Are you at the end of your rope? Here's what you can do about it

4. You know you should exercise, but you just don’t have the time. No one functions well in crisis mode day after day. Caregiving is a marathon, not a sprint. You need to find a way to dial down the tension.

The fix: Force yourself to get moving. Exercise is the best stress reliever. Not only will you feel better right away, the surge of endorphins that exercise triggers lifts your mood, clears your head and helps you sleep better at night. A brisk 30-minute walk or jog on the treadmill, even a 10-minute walk around the block, jump-starts your brain, soothes nerves and powers up your immune system.

5. You can’t remember the last time you met a friend for dinner or a movie. Everyone needs a break from time to time, so why don’t you give yourself one? Caregivers — motivated by a mix of love, loyalty and a dash of guilt — rarely do.

The fix: We are not suggesting a two-week Caribbean cruise, though that would be lovely, right? An overnight visit with a college friend, a night at a bed and breakfast, even a few hours to write in your journal, sip a cup of hot tea while you read a book or watch reruns of your favorite sitcom, can be restorative. One caveat: Taking a break doesn’t mean running errands or doing chores. It’s you time.

6. You’re the go-to caregiver. Always. This may be the hardest jobs you’ll ever have, and it can take time to adjust and come to terms with it. But try going it alone and you’ll quickly hit bottom.

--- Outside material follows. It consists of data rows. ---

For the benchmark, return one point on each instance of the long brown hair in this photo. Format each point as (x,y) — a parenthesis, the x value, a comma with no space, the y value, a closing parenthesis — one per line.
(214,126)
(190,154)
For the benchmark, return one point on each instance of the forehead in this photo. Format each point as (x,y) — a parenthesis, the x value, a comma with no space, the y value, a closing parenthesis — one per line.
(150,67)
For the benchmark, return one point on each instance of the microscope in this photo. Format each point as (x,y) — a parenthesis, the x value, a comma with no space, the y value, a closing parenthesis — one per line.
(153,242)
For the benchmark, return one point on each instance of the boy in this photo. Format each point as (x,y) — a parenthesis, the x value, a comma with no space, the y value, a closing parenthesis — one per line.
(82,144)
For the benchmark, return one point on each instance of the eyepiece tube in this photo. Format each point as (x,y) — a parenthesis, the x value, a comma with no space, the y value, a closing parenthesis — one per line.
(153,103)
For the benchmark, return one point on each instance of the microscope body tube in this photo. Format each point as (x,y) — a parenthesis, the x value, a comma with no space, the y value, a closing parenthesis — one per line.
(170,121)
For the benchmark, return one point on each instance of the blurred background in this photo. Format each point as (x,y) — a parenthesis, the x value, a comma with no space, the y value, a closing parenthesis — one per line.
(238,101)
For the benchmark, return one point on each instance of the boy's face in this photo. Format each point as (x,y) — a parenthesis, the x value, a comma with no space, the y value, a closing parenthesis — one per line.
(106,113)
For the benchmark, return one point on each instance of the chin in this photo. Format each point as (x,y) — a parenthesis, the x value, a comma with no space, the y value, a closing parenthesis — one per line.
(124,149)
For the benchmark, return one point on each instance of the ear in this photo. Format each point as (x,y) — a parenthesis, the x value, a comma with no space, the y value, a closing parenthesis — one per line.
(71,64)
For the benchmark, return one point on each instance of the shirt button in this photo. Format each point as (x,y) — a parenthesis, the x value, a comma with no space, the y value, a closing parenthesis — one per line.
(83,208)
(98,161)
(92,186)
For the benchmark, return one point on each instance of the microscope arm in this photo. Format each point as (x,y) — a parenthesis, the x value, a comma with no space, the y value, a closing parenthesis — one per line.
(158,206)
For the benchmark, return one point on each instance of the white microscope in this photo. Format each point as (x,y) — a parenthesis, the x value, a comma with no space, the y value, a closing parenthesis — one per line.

The fix: Establish a network of relatives, friends or people in the community you can call on. Schedule a family meeting or video chat about who does what and who pays for it. Let everyone know you will not be available to host holiday meals, organize the church book drive or any other draining activities that you’ve normally handled. Keep a to-do list with you and whip it out when others ask if they can help. Your neighbor might be happy to spend a few hours at your house while you go to the gym. A friend can buy groceries when she’s at the store.

Meanwhile, join a local or online support group so you can connect with sympathetic ears and glean ideas for coping better. Be aware that there are a wide range of programs and professionals out there who can help make the job easier for you.